Murders are not usually considered an environmental topic, but they are becoming increasingly so. According to Global Witness, an environmental lobby group, 227 activists were murdered while working to defend the environment and land rights in 2020, the highest number known so far. It broke the previous record, set just in 2019.
According to Global Witness, on average four activists have been killed by violence each week since 2015. Their statistics do not include threats, injuries, or intimidation.
Global Witness also believes the number to be an underestimate, owing to poor reporting and the restriction of civic freedoms in some of the world’s most environmentally sensitive countries.
Nearly one-third of the murders were reportedly linked to resource prospects – primarily logging, but also mining, large-scale agriculture, and hydroelectric dams. Logging alone accounted for at least 23 cases in 2020.
An example is South African Fikile Ntshangase, a woman involved in a legal dispute over a coal mine near her home. She was shot dead in her own home, and while Tendele Coal, the owner of the mine, acknowledges that there were “local tensions” over the extension of the mine, they deny any fault in her death.
“This dataset is another stark reminder that fighting the climate crisis carries an unbearably heavy burden for some, who risk their lives to save the forests, rivers, and biospheres that are essential to counteract unsustainable global warming.

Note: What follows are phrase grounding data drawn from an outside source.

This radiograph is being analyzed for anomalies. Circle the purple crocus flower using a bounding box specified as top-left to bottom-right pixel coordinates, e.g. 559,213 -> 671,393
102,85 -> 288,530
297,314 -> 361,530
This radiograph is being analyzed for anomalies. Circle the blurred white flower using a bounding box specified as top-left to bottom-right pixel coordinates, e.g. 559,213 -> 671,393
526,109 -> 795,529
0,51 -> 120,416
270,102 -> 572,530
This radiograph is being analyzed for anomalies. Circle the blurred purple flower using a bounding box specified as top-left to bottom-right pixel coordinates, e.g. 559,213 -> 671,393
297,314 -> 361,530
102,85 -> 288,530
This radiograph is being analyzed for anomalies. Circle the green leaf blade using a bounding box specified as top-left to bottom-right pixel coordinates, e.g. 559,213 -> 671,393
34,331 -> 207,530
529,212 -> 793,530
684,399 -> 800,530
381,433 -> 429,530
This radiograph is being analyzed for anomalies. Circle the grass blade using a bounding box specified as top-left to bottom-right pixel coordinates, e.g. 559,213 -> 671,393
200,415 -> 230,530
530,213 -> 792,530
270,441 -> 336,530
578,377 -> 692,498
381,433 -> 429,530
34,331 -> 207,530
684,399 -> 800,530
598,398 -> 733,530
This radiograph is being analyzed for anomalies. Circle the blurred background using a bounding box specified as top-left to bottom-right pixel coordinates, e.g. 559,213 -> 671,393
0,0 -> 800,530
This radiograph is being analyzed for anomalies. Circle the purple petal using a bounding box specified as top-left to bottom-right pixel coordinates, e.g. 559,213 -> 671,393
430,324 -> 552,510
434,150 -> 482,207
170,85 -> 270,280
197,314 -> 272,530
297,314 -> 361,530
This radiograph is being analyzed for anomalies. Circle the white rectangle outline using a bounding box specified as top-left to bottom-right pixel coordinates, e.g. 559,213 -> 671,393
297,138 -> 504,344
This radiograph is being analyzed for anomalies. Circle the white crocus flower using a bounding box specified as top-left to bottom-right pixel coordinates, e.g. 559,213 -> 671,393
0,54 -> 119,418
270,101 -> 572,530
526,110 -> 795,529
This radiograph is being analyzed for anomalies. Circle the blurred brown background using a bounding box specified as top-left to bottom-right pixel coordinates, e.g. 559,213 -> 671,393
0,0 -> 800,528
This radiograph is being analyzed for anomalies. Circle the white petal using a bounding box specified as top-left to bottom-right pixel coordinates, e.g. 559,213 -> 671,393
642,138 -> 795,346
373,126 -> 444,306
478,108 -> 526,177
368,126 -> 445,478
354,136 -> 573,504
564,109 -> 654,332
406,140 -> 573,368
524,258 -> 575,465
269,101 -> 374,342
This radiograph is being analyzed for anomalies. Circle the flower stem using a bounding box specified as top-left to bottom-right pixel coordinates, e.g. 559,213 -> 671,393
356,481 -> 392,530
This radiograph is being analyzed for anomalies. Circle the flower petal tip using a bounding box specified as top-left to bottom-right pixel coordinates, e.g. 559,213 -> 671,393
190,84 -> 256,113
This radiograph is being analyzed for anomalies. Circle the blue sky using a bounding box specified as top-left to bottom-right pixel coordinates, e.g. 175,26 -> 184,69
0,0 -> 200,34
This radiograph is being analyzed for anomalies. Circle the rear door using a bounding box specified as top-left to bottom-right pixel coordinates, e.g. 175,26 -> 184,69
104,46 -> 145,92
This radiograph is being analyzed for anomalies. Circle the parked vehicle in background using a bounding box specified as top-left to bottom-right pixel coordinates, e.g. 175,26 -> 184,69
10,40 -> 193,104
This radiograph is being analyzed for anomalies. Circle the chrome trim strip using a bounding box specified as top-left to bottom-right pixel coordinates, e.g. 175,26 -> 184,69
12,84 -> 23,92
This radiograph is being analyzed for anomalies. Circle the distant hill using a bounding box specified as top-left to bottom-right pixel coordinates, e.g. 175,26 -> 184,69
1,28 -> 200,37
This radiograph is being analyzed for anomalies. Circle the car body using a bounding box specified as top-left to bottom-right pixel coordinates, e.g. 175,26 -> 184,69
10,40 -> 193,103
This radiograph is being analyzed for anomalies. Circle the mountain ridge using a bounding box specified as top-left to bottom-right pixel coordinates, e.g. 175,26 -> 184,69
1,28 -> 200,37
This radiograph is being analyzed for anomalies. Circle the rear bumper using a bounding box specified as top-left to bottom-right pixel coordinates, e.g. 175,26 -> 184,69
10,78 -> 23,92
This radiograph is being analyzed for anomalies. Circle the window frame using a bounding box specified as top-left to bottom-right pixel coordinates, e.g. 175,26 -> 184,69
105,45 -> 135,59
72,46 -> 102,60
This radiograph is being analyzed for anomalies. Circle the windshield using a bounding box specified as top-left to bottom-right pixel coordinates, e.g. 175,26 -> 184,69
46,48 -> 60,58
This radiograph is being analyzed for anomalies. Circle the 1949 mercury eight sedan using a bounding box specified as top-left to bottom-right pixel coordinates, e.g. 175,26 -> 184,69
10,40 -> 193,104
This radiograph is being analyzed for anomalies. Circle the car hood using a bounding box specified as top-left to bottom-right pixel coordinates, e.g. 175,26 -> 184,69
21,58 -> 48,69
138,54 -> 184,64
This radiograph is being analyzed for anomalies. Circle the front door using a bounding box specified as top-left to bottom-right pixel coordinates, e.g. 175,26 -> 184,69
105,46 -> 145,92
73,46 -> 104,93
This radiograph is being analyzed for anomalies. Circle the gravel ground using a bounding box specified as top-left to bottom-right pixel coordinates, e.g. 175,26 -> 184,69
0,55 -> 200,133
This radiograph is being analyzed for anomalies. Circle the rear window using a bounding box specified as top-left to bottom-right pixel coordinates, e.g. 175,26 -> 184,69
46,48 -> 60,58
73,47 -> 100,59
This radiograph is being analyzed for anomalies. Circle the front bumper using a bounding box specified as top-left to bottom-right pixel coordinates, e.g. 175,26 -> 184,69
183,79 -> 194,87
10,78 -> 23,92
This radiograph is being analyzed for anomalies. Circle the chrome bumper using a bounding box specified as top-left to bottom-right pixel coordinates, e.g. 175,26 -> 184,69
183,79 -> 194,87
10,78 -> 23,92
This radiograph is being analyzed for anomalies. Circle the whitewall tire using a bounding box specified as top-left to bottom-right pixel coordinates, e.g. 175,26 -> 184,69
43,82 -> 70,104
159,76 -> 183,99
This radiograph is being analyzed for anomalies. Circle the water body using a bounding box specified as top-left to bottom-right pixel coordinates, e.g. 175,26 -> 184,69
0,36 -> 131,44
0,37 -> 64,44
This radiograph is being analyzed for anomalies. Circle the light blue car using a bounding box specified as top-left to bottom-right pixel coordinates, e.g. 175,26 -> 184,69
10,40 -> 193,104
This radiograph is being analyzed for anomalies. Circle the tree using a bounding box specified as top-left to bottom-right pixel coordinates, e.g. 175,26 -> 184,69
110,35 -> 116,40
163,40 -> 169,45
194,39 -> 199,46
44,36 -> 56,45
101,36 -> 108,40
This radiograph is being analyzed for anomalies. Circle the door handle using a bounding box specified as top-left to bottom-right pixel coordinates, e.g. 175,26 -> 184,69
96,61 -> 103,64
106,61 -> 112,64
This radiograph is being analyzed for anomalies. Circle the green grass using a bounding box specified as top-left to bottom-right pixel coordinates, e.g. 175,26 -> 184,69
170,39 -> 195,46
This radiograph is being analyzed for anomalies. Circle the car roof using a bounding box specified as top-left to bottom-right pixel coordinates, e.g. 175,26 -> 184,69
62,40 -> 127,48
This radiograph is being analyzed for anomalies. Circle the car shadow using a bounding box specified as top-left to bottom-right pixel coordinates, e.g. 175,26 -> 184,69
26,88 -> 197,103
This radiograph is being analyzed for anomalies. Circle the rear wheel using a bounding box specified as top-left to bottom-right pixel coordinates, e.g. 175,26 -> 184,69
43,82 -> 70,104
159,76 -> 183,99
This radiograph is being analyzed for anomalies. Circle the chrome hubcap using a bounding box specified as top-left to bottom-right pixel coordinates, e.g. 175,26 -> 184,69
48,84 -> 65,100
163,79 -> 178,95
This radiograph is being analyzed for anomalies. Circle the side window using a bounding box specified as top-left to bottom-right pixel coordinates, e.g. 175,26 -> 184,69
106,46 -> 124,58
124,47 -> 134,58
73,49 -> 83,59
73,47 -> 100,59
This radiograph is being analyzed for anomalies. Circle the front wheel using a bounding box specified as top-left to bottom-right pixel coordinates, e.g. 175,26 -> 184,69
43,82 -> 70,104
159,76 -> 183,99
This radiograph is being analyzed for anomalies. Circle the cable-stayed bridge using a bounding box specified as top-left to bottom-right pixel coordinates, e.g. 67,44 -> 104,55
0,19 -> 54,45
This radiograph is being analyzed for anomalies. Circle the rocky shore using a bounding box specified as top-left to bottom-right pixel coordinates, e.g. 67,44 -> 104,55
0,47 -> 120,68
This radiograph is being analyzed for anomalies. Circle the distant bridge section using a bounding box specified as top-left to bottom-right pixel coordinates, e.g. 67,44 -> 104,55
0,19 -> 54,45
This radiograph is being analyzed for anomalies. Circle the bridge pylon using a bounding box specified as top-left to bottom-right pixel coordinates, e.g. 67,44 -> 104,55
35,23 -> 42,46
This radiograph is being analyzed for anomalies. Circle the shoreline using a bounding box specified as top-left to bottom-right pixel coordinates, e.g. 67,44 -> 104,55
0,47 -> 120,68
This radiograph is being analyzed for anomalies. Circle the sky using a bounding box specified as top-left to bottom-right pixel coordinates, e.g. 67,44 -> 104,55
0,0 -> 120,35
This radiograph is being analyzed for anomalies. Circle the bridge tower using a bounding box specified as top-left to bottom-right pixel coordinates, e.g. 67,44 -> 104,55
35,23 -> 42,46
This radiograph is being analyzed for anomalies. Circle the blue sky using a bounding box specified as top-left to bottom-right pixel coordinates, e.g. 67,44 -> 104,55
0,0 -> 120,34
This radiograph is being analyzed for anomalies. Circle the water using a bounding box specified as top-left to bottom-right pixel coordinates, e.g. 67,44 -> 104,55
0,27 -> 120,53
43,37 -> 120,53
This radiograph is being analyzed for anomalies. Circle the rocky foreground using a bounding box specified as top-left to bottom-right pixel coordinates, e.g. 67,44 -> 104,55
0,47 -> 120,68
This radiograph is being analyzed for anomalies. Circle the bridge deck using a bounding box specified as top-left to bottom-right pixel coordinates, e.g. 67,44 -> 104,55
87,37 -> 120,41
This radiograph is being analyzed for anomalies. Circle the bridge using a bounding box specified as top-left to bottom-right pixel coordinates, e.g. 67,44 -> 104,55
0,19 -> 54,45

This must stop,” said Chris Madden, a senior campaigner for Global Witness.
Madden called on governments to extend more protection to environmental defenders, especially those among indigenous people, who also accounted for a third of the cases. Colombia alone saw 65 activism-linked murders in 2020, nearly all of them indigenous activists. Other countries that featured high on the list include Brazil, Nicaragua, Peru, and the Philippines.